Kenya’s President Daniel arap Moi called Maathai and the Green Belt Movement “subversive,” and she received criticism from her country’s parliament and the press. She was later physically assaulted and forced to flee the country. Foreign investors eventually withdrew their support for construction, and the project was cancelled.

Five years ago, there was international outrage and three days of rioting in Nairobi after Maathai, along with thousands of supporters, was beaten and tear-gassed while attempting to plant trees in Karura forest outside Nairobi.

“I feel extremely elated,” Maathai said after learning of the Nobel committee’s announcement, according to a Pitt press release. “This is something I would never have dreamt of.”

“It’s important for people to see that they are part of the environment and that they take responsibility for it.”

It is the second year in a row that a Pitt graduate has won a Nobel Prize; last year, Paul Lauterbur won the Nobel Prize in Medicine.

“Everyone at Pitt is thrilled that Dr.

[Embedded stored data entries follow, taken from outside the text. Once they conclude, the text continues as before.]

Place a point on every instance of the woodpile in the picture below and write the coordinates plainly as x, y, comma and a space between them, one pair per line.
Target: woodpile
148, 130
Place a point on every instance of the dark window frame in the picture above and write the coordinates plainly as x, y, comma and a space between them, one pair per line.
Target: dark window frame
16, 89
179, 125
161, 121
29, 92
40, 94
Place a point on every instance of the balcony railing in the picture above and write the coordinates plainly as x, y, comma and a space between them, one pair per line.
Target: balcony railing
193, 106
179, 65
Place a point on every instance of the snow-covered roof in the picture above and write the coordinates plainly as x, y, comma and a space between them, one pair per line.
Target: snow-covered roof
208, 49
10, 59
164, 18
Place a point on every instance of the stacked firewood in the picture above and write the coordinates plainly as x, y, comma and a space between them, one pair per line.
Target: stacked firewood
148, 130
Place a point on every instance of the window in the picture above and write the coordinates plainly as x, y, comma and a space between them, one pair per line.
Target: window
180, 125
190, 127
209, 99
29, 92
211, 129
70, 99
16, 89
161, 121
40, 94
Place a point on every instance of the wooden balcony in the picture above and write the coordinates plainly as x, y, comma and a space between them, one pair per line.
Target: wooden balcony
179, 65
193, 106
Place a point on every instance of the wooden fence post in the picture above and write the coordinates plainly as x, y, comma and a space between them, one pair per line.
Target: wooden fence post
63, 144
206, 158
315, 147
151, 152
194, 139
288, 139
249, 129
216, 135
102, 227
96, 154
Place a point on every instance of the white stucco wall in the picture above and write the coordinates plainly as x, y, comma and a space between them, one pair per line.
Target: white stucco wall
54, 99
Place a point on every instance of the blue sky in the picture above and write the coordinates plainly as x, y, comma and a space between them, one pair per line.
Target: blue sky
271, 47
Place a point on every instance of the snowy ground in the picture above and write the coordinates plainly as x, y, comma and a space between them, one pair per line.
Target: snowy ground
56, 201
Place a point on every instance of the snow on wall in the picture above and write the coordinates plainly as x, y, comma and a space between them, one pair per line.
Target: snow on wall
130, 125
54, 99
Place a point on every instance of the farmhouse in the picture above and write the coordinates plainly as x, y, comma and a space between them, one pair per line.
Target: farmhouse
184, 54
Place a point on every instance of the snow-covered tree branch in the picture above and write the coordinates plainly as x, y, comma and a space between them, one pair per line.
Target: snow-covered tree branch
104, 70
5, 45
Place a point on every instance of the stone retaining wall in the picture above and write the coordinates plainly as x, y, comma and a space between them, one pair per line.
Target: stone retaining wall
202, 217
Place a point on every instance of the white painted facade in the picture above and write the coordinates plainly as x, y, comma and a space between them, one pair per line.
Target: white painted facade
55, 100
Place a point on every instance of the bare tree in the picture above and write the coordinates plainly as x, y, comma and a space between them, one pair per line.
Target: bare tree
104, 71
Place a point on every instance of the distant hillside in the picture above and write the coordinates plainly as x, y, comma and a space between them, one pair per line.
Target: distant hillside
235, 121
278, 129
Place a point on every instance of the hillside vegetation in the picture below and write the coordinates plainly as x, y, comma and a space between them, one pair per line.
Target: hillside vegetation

Maathai has been selected for this very well-deserved recognition,” Chancellor Mark A. Nordenberg said in a released statement.

The peace prize was first awarded in 1901. Set up in the will of Alfred Nobel, a Swedish industrialist who invented dynamite, the peace prize has also been awarded to Martin Luther King Jr., Richard Nixon and the 14th Dalai Lama.

Maathai will be given the award, and the $1.4 million in prize money, at a ceremony in Oslo on Dec. 10.